Exclusivity of ambition is something we all want to attain. But the idea of a dream can be as simple as visiting the village in Bangladesh where your grandparents were born. When we are young dreams enthrall us even during our waking hours. I remember I could see the seven-legged monster even inside the school library. As we grow older we lose relevance of dreams in our lives. We still wake up sweating, get chased by masked murderers and often hang out with Benedict Cumberbatch. But our phony sense of maturity forces all such thoughts out of our system so we can feel like grown-ups. In trying to keep with time, we forget to keep with the wonders of the mind.

It was summer I think, many years ago. Raining possibly. My mother and I were sitting at the window when she asked me what I wanted to become when I grew up. Like every mother asks. I looked up at the sky and told her I wanted to become an astronaut.

Half the boys in our class wanted to become an astronaut I remember. It was the coolest word we knew—astronaut! The boy who sat next to me in class even told his father so. In turn, his father blamed his mother for allowing him to watch too much television. I had expected a similar reaction from my mother too. That’s what parents are supposed to do, I thought. Tell us what’s possible for us and what’s impossible.

But the next morning she gifted me a small action figure of a space traveler. It was a neatly designed figurine, and was strangely yellow in color. “This is you,” she had said. I was so thrilled with my new present that I immediately ran out of the house to show it to my friends who lived in the colony. Later when I returned, she was folding my clothes and keeping them inside the cupboard.

When I asked her again if she really thought it was me, she nodded. Then she said, “But this is all I can do for you. The rest of the journey is yours. I will keep reminding you that it is you. Whether you become an astronaut who travels to the moon, to faraway planets, to other galaxies or remain in this house and yet imagine more wonderful worlds than even those galaxies, is for you to decide.”

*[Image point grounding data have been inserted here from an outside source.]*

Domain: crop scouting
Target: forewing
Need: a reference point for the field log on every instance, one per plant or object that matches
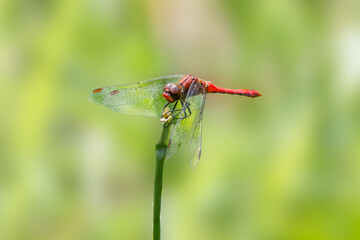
(195, 137)
(182, 128)
(143, 98)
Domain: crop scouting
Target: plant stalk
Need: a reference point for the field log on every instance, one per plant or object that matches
(160, 150)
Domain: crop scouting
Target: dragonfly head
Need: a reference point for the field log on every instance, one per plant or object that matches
(171, 92)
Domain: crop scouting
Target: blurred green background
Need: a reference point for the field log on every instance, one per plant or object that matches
(283, 166)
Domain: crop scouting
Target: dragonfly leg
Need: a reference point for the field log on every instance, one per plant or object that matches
(162, 110)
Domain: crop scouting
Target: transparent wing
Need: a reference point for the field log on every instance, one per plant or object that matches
(195, 138)
(194, 101)
(143, 98)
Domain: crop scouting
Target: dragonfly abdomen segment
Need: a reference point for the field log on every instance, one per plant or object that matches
(211, 88)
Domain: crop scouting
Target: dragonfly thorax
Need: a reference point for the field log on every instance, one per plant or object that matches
(172, 92)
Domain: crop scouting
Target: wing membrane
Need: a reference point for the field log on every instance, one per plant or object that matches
(143, 98)
(195, 100)
(196, 138)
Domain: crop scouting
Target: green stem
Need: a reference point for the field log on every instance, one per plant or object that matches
(161, 148)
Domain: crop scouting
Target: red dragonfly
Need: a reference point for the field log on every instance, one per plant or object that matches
(180, 105)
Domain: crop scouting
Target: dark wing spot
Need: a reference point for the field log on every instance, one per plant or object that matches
(97, 90)
(114, 92)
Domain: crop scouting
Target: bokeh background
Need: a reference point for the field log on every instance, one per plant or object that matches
(283, 166)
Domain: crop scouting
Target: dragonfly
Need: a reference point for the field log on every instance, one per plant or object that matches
(178, 100)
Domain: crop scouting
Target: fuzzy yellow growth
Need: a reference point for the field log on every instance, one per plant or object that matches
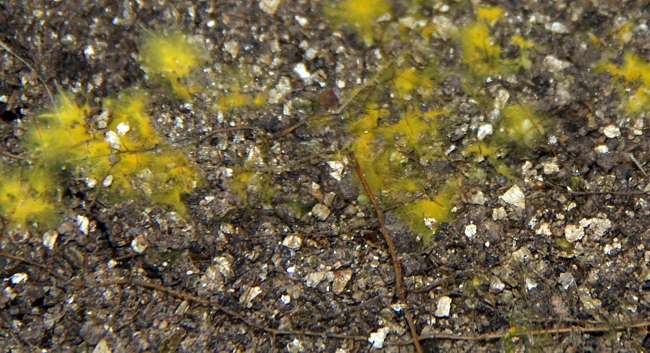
(138, 164)
(24, 198)
(172, 55)
(359, 14)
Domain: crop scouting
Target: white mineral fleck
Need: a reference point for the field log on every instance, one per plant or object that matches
(303, 73)
(484, 130)
(551, 167)
(107, 181)
(83, 223)
(596, 226)
(470, 231)
(601, 149)
(102, 347)
(292, 241)
(18, 278)
(523, 254)
(113, 139)
(496, 286)
(544, 229)
(122, 128)
(444, 307)
(556, 27)
(530, 284)
(554, 64)
(269, 6)
(315, 278)
(377, 338)
(501, 99)
(49, 239)
(248, 296)
(573, 232)
(321, 211)
(515, 197)
(139, 244)
(477, 198)
(499, 213)
(337, 169)
(301, 20)
(341, 279)
(285, 299)
(588, 302)
(280, 90)
(566, 280)
(611, 131)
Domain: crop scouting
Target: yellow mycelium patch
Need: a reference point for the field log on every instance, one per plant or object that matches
(489, 13)
(359, 14)
(172, 56)
(479, 51)
(633, 70)
(129, 153)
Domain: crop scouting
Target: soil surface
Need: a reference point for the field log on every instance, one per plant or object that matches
(550, 256)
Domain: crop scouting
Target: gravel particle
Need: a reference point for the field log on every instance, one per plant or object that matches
(566, 280)
(470, 231)
(573, 232)
(556, 27)
(444, 307)
(515, 197)
(292, 242)
(49, 239)
(321, 211)
(611, 131)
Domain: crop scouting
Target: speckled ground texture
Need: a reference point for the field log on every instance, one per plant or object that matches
(331, 273)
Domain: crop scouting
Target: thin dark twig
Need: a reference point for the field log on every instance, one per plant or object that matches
(219, 131)
(393, 254)
(549, 331)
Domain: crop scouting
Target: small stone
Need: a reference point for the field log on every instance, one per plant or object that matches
(315, 278)
(139, 244)
(496, 286)
(341, 279)
(554, 64)
(556, 27)
(321, 211)
(292, 242)
(269, 6)
(573, 232)
(470, 231)
(611, 131)
(444, 307)
(102, 347)
(247, 298)
(499, 213)
(601, 149)
(377, 338)
(530, 284)
(49, 239)
(18, 278)
(515, 197)
(483, 131)
(566, 280)
(303, 73)
(523, 254)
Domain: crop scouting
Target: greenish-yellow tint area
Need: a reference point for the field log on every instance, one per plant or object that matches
(359, 14)
(633, 69)
(24, 196)
(60, 139)
(172, 55)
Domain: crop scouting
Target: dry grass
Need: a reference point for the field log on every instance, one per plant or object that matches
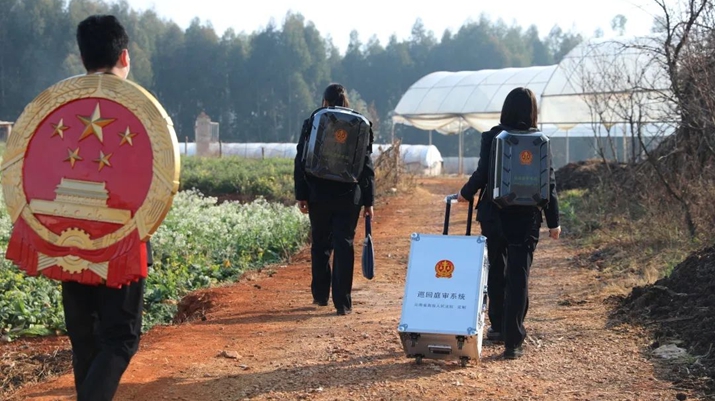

I definitely didn’t become an astronaut. In fact my palms still start sweating every time I fly even on a passenger airplane. But it is because of that one summer afternoon at my ancestral home in Calcutta, that I never feared trying new things in my life again. Or at least speaking my mind. Nothing seemed easier of course, but nothing seemed improbable either. Sometimes, it seems, the unfulfilment of one dream keeps the others alive.